In the years before the Spain trip, Juneja, 32, a lawyer, had put on 50 pounds. She called it the “Fascist 50” — much of it gained during the Trump presidency, when her work dealt with the era’s democracy abuses.
Diagnosed with clinical obesity, she had come to embrace her larger body size. She’d been steeping herself in literature on fat acceptance and learning about the “Health at Every Size” movement, which seeks to demedicalize obesity and promote an understanding that body size is not necessarily correlated with health. On that beach day, she remembers wanting to document how far she’d come, “to celebrate this beautiful body.”
But around the same time, she was also coming to terms with health issues related to her weight. “I was experiencing the physical effects of being in a heavier body,” she says. First there were pain and mobility issues: Her back was regularly going out, and she was frequently rolling over her ankles.
Then she learned that her cholesterol levels had soared to 10 times the normal range. It was the result of a genetic predisposition and had to be treated by cholesterol medication, her doctor told her, but weight loss could help, too. Juneja was also growing concerned about how her weight would heighten her risk of Type 2 diabetes, for which she has a strong family history, and potentially complicate a future pregnancy.
When her doctor broached medication to treat the obesity — such as semaglutide, currently sold by Novo Nordisk under the brand names Wegovy and Ozempic — Juneja refused. The fat acceptance literature she’d been studying opposed weight loss as a means to health. Using an obesity drug also felt like an admission that her body was something to be ashamed about at a moment when she’d come to embrace it.

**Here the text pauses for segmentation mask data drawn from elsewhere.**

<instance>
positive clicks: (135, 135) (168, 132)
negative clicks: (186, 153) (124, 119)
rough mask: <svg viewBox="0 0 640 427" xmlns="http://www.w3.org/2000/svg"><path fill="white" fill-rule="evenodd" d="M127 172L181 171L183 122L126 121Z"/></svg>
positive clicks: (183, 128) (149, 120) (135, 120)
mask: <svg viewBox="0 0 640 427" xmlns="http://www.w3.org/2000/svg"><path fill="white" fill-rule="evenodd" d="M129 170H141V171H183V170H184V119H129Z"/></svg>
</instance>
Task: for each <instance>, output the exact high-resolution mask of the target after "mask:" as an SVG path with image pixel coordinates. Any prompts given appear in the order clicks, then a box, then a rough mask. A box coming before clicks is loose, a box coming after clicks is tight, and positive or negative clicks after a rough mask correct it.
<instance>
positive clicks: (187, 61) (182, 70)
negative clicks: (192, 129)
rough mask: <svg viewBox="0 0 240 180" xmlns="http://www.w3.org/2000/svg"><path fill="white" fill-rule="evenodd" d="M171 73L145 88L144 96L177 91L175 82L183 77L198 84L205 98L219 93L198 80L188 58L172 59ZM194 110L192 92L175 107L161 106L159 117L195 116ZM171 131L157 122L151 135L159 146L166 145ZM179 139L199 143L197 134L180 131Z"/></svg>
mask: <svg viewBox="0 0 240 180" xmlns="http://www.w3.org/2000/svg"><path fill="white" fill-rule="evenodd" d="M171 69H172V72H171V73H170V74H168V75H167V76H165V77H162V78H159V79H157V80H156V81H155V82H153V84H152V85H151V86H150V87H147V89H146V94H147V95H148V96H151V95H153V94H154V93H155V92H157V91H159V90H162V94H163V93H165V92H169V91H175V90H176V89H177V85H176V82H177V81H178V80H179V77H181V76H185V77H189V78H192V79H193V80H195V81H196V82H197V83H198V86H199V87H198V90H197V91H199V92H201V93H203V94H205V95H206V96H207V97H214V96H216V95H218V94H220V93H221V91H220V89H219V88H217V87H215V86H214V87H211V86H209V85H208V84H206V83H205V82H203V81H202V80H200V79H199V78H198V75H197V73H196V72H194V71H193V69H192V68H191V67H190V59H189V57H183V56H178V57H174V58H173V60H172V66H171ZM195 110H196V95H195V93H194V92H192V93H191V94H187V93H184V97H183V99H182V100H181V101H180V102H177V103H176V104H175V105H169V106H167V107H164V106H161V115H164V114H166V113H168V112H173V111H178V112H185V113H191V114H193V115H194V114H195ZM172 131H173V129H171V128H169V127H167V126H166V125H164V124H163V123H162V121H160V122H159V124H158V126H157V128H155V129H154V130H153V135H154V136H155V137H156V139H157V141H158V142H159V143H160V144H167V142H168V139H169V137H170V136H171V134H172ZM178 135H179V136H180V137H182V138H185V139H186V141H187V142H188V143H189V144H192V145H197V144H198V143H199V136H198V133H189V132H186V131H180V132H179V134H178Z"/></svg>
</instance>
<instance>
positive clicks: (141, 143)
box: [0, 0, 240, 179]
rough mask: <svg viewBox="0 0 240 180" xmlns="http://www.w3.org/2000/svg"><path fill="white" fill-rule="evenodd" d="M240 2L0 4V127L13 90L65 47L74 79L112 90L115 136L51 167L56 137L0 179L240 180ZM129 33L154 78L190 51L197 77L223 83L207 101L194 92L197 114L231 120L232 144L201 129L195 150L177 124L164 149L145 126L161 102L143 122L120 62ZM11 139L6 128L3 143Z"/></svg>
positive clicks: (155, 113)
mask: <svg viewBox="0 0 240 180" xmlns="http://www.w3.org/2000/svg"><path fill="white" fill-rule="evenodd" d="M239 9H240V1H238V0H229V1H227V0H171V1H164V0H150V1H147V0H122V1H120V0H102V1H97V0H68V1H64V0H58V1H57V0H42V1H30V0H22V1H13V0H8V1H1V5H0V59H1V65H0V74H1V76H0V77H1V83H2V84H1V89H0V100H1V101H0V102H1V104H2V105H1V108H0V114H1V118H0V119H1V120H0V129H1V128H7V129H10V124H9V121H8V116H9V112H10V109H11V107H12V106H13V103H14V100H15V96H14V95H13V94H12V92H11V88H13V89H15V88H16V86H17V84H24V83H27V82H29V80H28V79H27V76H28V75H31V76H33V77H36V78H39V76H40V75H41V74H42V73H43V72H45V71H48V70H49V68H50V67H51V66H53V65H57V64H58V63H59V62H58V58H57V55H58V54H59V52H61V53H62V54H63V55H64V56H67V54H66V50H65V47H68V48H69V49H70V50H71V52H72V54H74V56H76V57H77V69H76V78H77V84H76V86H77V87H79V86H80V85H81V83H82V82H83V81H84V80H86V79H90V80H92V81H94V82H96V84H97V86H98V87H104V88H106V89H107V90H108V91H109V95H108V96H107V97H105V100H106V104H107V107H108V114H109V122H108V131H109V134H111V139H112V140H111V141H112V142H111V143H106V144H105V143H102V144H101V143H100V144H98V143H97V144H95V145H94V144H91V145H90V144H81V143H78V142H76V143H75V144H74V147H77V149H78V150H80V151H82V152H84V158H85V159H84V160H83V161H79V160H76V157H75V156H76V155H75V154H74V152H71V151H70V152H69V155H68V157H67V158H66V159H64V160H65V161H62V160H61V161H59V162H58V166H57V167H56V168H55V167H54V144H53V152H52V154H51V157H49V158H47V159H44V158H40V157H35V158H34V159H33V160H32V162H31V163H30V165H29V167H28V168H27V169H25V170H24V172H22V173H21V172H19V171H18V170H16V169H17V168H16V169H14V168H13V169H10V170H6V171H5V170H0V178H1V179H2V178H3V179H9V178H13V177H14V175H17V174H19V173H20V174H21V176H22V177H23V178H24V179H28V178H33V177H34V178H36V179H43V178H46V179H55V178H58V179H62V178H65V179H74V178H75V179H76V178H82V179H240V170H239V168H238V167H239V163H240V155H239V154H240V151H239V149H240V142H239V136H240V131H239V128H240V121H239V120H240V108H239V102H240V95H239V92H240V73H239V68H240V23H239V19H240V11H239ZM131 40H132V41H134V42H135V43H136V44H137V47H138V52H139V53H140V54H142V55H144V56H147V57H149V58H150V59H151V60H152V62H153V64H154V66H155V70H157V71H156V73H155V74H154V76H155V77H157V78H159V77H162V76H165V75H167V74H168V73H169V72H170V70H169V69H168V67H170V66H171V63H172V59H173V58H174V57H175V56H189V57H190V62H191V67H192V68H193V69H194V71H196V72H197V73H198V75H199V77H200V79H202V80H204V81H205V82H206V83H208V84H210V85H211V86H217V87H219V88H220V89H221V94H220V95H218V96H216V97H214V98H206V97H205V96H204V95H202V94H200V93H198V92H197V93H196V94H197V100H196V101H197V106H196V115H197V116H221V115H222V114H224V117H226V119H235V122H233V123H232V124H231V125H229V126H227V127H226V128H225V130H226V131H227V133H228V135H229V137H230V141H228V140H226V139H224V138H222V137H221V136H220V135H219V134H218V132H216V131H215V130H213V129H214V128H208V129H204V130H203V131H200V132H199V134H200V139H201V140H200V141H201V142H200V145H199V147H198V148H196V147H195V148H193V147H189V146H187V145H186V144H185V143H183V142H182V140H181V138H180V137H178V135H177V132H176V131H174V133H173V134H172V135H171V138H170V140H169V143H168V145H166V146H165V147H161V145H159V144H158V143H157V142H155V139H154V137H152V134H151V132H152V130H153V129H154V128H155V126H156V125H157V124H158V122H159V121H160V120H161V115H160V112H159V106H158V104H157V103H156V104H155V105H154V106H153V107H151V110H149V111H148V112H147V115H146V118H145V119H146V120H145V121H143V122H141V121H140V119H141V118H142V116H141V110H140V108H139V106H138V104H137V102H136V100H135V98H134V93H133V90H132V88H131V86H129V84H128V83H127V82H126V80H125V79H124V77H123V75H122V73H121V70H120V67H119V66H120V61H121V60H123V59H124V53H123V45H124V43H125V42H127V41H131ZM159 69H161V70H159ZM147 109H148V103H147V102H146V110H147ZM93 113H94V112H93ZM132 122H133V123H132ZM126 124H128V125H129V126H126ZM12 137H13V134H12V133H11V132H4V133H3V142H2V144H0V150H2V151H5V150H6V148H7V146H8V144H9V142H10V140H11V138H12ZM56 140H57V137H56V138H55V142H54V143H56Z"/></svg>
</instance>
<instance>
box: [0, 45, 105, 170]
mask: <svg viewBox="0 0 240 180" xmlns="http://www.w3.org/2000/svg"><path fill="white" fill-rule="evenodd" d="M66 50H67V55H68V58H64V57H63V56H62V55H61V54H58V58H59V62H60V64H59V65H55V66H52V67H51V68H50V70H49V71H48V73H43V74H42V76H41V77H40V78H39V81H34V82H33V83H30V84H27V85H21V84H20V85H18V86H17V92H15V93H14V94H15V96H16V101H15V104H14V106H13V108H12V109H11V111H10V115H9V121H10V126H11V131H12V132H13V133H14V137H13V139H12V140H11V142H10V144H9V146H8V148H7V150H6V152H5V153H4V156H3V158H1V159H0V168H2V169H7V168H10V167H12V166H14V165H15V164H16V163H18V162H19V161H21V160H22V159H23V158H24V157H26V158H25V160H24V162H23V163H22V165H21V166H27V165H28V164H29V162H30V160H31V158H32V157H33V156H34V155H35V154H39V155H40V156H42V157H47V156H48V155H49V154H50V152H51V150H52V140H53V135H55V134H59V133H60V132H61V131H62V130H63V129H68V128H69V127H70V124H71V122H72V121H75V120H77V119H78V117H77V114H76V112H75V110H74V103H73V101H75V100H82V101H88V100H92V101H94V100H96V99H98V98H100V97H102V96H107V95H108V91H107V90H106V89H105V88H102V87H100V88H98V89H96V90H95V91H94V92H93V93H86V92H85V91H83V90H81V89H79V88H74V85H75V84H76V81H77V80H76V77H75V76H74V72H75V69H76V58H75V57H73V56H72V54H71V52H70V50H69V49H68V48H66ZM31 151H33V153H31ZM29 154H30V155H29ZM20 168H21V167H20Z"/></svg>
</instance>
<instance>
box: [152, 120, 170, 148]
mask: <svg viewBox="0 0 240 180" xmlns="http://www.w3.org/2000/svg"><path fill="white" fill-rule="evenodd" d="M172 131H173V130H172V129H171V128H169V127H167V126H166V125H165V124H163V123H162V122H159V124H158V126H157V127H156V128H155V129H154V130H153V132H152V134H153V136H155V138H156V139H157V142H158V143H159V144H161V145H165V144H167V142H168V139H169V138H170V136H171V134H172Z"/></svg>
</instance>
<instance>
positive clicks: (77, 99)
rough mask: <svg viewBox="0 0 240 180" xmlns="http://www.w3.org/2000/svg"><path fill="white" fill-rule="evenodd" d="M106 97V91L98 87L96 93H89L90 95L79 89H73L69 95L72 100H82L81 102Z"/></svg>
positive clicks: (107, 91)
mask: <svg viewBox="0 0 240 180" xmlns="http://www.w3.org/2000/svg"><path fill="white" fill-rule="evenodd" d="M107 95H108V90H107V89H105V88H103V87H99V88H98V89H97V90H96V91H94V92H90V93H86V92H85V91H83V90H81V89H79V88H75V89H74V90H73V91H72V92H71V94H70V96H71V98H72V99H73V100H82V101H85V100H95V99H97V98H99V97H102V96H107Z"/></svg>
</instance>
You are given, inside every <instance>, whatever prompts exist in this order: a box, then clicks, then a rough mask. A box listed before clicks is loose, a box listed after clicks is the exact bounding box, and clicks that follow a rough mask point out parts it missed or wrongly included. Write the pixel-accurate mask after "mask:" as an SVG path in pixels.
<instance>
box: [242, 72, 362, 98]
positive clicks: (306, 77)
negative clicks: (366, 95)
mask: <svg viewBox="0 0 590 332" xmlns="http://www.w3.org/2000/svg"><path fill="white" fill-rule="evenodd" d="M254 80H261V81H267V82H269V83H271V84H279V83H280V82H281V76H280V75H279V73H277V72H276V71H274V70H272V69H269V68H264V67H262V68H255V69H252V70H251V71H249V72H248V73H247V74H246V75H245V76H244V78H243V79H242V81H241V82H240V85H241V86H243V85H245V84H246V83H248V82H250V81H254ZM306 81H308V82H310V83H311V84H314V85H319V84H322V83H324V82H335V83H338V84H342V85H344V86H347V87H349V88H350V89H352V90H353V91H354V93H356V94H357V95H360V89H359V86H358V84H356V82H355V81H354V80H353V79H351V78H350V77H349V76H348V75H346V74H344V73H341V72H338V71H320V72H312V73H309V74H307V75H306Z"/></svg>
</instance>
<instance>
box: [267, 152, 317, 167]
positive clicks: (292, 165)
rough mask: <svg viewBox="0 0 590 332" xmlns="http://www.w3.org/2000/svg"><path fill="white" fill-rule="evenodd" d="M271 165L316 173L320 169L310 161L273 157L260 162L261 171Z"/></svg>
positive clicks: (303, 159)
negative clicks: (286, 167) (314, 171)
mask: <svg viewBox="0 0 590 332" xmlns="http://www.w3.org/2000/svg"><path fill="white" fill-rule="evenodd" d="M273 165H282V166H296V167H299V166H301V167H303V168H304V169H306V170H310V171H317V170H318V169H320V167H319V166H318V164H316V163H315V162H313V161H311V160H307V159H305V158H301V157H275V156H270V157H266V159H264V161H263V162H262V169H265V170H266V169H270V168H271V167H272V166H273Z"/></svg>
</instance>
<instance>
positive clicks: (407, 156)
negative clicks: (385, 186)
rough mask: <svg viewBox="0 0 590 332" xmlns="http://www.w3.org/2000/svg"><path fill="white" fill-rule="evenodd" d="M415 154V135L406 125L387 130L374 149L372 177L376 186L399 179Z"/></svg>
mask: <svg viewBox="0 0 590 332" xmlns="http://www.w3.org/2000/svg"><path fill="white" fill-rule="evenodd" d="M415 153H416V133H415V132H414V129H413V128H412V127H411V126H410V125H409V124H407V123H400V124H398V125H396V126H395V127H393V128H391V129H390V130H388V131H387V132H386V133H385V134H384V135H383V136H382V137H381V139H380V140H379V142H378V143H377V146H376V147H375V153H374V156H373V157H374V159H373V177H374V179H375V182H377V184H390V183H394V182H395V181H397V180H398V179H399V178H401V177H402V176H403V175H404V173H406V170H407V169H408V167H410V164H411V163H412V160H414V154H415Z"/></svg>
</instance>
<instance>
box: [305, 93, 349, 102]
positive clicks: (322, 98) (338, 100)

The new class of obesity drugs — referred to as “GLP-1-based,” since they contain synthetic versions of the human hormone glucagon-like peptide-1 — are considered the most powerful ever marketed for weight loss. Since the US Food and Drug Administration approved Wegovy for patients with obesity in 2021, buzz on social media and in Hollywood’s gossip mills has erupted, helping drive a surge in popularity that’s contributed to ongoing supply shortages. While celebrities and billionaires such as Elon Musk and Michael Rubin praise the weight loss effects of these drugs, regular patients, including those with Type 2 diabetes, struggle with access, raising questions about who will really benefit from treatment.
But there’s another tension that’s emerged in the GLP-1 story: The medicines have become a lightning rod in an obesity conversation that is increasingly binary — swinging between fat acceptance and fatphobia.
“It feels like you have to be like, ‘I love being fat, this is my fat body,’ or, ‘Fat people are evil,’” Juneja told me.
While many clinicians and researchers hail GLP-1-based therapy as a “breakthrough,” and one deemed safe and effective by FDA, critics question its safety and usefulness. They argue the drugs unnecessarily medicalize obesity and dispute that it’s an illness in need of treatment at all. They also say the medicines perpetuate a dangerous diet culture that idealizes thinness and weight loss at all costs.
At the same time, many of the patients currently on treatment tell a story that seems to fall somewhere between “miracle” and “useless” diet drugs. Despite all the TikTok videos decrying obesity medication as the easy way out, progress is not always straightforward. Navigating side effects, dosing, weight plateaus, and access issues are frustrating features of many patients’ journeys. Patients also told me it’s hard to know if and when to come off the drugs, or that a healthy end goal has been reached. A minority don’t respond to the drugs at all.
One thing they had in common: wanting medical help to lose weight, despite the cultural conversation around fat acceptance. Even Juneja, who eventually started using the GLP-1-based drug tirzepatide, sold as Mounjaro by Eli Lilly, argues that the medicines are part of a more nuanced story, one society needs to internalize. Rather than viewing obesity as the result of personal failing or emotional issues, easily reversed with diet and exercise, patients like Juneja say they’re beginning to see it as medical researchers long have: as a condition that arises from complex interactions between our biology and our environments. Like other complex illnesses, such as diabetes, this means it can also benefit from medical treatment.
And some patients, including those who accept their larger bodies, may want to try obesity medication for help losing weight. “You can be healthy at every size,” Juneja summed up. But “I was not healthy at the size that I was.”